Mr Focarelli earlier this month was arrested in Adelaide after a week in hospital, having survived the fourth attempt against his life since 2006.
Professor Willem de Lint and Dr Marinella Marmo from Flinders Law School said a good deal of the reported recent violence in Adelaide attributed to a “bikie war” was, in fact, located around the comings and goings of Mr Focarelli between various motorcycles gangs.
Since his prison release in 2006, Mr Focarelli has reportedly been an in-and-out member of two motorcycle gangs (Hell’s Angels and Comancheros), has founded a new gang (The New Boys) and apparently has relinquished the key of his tattoo parlour to the Finks.
“The South Australian Attorney-General now proposes legislation to finally break through the code of silence of organised gang members, and to protect witnesses and members of the public by sealing their evidence from defence attorneys,” Dr Marmo said.
“To avoid an unpleasant déjà vu – with crucial parts of South Australia and New South Wales legislations being declared invalid by the High Court – the SA Attorney-General should have a long look at other nations with similar, if not worse, organised crime problems,” she said.
Like Canada, Great Britain, the United States, Austria, the Netherlands and Italy, Australia has introduced expansive laws against organised crime and serious offending. Australia has also been a leader, with the SA law declared “the world’s toughest” by the then SA Premier Mike Rann.
“However, in both NSW and SA, law bodies have expressed ‘shock’ and ‘serious concern’ at the speed at which new measures against OCMGs have passed through parliaments,” Professor de Lint said.
“Following suit, the High Court of Australia struck a blow by invalidating parts of the SA law in 2010 and NSW law in 2011, namely their restrictions on judicial impartiality. It was actions that were judicial but sidestepped the judiciary that rightly offended the High Court (and lower courts),” he said.
“At the same time, the High Court has provided sufficient room with its judgment to accommodate much of what states have wished to legislate.”
In particular, Professor de Lint and Dr Marmo add, the High Court has not prohibited the use of what is called “criminal intelligence” – secret evidence that is given to selected adjudicators to protect sources and methods.
If criminal intelligence is firmly entrenched into new legislation, as is expected, then it would be a randomly selected judge who will be adjudicating on this evidence as an impartial umpire.
“The protection of secret information in the prosecution of organised crime has been a major problem in Italy since the events that followed the gruesome Mafia killing of judges Falcone and Borsellino in 1992,” Dr Marmo said.
“One could legitimately ask how the Italian police and prosecution succeeded in the following years in presenting criminal intelligence as evidence before an adversarial judge without incurring in breaches of national and European human rights Charters and Courts,” she said.
In 1992, two laws (and related amendments) were introduced, touching key points such as admissibility of evidence, right of cross-examination and identification of sources of evidence.

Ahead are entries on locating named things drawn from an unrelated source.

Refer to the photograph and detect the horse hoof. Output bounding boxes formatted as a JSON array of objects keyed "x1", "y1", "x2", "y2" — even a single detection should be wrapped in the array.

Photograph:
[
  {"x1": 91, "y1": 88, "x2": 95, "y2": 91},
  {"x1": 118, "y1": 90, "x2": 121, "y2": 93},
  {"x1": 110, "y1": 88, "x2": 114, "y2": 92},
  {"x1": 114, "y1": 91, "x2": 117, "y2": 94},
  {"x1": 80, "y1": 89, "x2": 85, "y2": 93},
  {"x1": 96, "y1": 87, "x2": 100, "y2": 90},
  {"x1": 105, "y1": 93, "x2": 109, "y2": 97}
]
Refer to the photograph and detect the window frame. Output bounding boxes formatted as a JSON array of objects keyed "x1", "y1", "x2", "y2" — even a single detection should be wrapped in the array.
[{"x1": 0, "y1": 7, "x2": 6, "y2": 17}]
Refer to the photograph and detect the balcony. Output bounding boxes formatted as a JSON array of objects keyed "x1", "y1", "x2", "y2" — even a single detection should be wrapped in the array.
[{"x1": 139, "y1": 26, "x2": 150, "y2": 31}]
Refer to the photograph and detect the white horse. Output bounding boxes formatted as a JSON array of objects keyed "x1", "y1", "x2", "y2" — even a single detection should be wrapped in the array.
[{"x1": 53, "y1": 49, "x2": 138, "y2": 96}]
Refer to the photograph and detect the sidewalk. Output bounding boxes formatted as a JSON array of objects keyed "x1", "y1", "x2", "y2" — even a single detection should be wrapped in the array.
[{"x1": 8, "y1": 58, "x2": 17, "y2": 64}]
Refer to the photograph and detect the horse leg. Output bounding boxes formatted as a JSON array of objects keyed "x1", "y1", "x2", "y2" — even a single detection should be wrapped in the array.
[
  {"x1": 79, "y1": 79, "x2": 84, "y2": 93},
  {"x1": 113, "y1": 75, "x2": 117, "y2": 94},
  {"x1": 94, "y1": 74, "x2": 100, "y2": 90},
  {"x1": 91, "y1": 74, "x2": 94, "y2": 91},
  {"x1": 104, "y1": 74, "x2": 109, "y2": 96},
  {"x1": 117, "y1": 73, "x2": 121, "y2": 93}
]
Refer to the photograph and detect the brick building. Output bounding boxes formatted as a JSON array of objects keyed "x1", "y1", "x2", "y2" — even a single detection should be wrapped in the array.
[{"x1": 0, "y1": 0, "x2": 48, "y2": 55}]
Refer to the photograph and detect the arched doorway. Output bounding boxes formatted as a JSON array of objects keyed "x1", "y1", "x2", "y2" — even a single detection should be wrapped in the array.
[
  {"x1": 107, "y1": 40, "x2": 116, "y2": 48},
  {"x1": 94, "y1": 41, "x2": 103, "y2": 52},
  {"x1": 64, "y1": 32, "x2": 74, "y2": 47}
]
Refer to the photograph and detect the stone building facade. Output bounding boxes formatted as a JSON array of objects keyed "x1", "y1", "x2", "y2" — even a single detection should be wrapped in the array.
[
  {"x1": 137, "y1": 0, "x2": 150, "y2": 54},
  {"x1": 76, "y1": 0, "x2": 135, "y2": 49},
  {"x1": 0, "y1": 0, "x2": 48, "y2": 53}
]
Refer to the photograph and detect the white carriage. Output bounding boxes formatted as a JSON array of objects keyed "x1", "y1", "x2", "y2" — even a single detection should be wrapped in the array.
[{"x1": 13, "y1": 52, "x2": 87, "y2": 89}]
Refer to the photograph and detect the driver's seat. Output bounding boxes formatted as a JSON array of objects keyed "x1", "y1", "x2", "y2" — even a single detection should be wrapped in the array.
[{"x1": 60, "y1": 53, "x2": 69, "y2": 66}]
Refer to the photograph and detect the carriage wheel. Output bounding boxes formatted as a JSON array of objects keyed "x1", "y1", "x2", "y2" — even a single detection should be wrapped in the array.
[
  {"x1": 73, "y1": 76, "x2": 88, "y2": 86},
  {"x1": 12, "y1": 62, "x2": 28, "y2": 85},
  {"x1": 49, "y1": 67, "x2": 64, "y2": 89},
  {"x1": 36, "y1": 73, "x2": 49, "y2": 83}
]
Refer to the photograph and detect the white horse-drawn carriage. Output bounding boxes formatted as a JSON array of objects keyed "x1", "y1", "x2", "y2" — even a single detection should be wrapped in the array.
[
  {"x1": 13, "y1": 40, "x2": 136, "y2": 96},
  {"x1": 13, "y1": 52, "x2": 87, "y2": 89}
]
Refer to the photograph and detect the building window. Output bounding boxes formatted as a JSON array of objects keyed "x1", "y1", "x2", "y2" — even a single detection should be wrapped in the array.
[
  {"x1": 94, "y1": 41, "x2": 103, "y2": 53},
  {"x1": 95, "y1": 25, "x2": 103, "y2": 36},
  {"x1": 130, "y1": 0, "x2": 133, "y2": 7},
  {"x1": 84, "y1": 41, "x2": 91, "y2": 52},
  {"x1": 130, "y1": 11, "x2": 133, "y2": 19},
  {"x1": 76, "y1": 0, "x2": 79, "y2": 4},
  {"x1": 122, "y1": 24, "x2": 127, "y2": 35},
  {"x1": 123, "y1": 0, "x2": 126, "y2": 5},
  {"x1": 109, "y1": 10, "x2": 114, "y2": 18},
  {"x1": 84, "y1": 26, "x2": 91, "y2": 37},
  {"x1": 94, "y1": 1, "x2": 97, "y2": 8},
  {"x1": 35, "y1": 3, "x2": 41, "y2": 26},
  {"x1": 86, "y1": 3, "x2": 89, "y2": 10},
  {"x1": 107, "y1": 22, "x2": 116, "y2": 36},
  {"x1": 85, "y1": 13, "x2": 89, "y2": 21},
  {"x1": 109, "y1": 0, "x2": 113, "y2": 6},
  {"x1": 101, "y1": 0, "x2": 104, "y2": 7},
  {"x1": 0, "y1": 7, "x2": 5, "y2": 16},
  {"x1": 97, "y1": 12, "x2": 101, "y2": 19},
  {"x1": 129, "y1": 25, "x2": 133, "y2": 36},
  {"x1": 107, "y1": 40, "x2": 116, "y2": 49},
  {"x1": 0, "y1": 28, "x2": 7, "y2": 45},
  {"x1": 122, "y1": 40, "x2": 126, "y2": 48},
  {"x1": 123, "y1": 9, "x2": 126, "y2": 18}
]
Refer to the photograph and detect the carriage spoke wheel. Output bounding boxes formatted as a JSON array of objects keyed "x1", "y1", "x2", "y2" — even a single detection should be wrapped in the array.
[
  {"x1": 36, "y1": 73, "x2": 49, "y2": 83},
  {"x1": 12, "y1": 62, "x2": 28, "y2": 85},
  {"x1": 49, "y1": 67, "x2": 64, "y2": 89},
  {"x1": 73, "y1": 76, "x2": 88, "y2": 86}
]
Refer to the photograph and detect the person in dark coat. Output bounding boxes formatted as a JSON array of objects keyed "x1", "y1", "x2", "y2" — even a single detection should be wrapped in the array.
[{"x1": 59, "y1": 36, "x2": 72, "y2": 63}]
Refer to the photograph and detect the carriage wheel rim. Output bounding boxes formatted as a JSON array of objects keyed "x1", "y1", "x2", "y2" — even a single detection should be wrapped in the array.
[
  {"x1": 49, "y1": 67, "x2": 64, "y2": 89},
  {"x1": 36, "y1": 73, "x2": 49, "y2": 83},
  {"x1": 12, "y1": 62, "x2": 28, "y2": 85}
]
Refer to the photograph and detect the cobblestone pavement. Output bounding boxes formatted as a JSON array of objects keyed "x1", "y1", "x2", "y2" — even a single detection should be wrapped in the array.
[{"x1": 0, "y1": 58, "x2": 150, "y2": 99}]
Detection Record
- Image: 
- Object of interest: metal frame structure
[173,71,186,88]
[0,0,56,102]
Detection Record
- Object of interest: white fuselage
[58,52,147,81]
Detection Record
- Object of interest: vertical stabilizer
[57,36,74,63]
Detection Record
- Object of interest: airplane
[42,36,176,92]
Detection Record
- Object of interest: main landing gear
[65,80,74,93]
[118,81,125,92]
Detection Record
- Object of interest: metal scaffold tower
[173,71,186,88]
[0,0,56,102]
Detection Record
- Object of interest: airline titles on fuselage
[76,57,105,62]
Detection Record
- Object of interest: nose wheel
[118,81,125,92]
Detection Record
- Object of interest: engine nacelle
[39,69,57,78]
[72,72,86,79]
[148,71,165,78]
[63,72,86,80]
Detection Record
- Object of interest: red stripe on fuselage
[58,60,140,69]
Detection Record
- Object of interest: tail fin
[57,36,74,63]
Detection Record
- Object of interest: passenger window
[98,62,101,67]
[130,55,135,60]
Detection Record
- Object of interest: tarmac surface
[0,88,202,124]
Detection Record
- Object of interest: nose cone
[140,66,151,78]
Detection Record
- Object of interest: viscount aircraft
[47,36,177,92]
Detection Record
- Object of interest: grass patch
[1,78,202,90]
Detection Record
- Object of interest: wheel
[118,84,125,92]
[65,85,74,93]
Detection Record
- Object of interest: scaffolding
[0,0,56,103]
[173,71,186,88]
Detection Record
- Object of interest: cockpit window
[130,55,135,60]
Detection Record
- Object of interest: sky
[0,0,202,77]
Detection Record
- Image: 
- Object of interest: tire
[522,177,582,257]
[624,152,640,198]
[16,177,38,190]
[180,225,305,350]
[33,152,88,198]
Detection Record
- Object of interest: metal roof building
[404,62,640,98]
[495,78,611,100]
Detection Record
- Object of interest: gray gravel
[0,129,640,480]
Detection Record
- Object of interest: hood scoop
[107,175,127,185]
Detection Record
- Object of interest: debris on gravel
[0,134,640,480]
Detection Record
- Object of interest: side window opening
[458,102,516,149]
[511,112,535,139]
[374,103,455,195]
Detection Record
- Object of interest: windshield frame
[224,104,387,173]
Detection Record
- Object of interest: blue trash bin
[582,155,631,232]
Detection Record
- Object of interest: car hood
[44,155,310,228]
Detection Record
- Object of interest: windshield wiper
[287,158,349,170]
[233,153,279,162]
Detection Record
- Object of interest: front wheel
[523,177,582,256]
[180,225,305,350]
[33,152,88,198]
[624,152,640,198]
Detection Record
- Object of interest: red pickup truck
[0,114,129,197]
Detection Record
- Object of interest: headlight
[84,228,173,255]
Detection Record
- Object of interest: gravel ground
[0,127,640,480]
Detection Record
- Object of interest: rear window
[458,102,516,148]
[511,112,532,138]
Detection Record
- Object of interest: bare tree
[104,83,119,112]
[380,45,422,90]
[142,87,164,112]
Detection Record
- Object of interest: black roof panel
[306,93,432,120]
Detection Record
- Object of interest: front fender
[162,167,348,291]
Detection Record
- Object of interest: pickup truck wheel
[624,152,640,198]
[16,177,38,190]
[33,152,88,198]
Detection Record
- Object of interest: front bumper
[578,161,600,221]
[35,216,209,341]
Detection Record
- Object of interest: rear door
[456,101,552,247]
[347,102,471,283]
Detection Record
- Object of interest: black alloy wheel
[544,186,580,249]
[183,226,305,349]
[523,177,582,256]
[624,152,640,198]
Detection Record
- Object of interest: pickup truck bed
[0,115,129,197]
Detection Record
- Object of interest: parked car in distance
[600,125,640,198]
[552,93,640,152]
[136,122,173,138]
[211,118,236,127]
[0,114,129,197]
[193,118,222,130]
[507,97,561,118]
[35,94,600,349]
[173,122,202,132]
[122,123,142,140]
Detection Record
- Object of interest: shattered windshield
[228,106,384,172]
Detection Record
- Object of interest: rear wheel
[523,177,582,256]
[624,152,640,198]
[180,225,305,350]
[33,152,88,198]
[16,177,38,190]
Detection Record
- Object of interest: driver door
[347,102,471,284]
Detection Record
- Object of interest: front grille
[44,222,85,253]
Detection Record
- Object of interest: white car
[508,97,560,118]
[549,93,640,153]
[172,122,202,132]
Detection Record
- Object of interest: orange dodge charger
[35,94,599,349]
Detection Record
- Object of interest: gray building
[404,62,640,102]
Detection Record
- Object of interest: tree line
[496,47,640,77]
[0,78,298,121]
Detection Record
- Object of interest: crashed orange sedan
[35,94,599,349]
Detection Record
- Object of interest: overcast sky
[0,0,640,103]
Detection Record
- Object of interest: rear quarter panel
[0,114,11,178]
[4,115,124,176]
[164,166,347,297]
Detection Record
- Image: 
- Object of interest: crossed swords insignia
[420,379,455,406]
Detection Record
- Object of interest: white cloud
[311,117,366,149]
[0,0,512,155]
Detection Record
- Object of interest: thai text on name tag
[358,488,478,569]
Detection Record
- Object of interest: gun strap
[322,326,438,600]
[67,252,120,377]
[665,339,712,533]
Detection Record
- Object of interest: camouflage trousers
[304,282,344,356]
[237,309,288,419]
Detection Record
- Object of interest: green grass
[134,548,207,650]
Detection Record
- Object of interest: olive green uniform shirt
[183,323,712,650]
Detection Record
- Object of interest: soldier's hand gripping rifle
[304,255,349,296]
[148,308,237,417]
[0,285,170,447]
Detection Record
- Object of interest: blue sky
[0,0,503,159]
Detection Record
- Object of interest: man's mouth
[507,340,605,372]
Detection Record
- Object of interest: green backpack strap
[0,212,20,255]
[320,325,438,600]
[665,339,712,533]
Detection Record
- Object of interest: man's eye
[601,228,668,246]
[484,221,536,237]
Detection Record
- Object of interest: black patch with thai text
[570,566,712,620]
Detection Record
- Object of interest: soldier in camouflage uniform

“Further, two elements complement the Italian legislation aimed at prohibiting membership of organised criminal associations: first, court-authorised electronic surveillance and wiretapping; and second, accounts from pentiti, criminal insiders turned supergrass,” Dr Marmo said.
“This latter element has offered major inside knowledge to Mafia affairs, and has effectively addressed that sense of impunity and code of silence,” she said.
“All are points no doubt being considered right now in South Australia, and yet all are problematic for due process.”
“As for Vincent Focarelli? Can this feared and charismatic figure, who seems until recently to have attracted more heat from the bikies than the police, endure changes to due process rights for accused?
“He has been charged with offences without the luxury of new laws. Perhaps he has served the OMCGs by rekindling legislative action,” Professor de Lint said.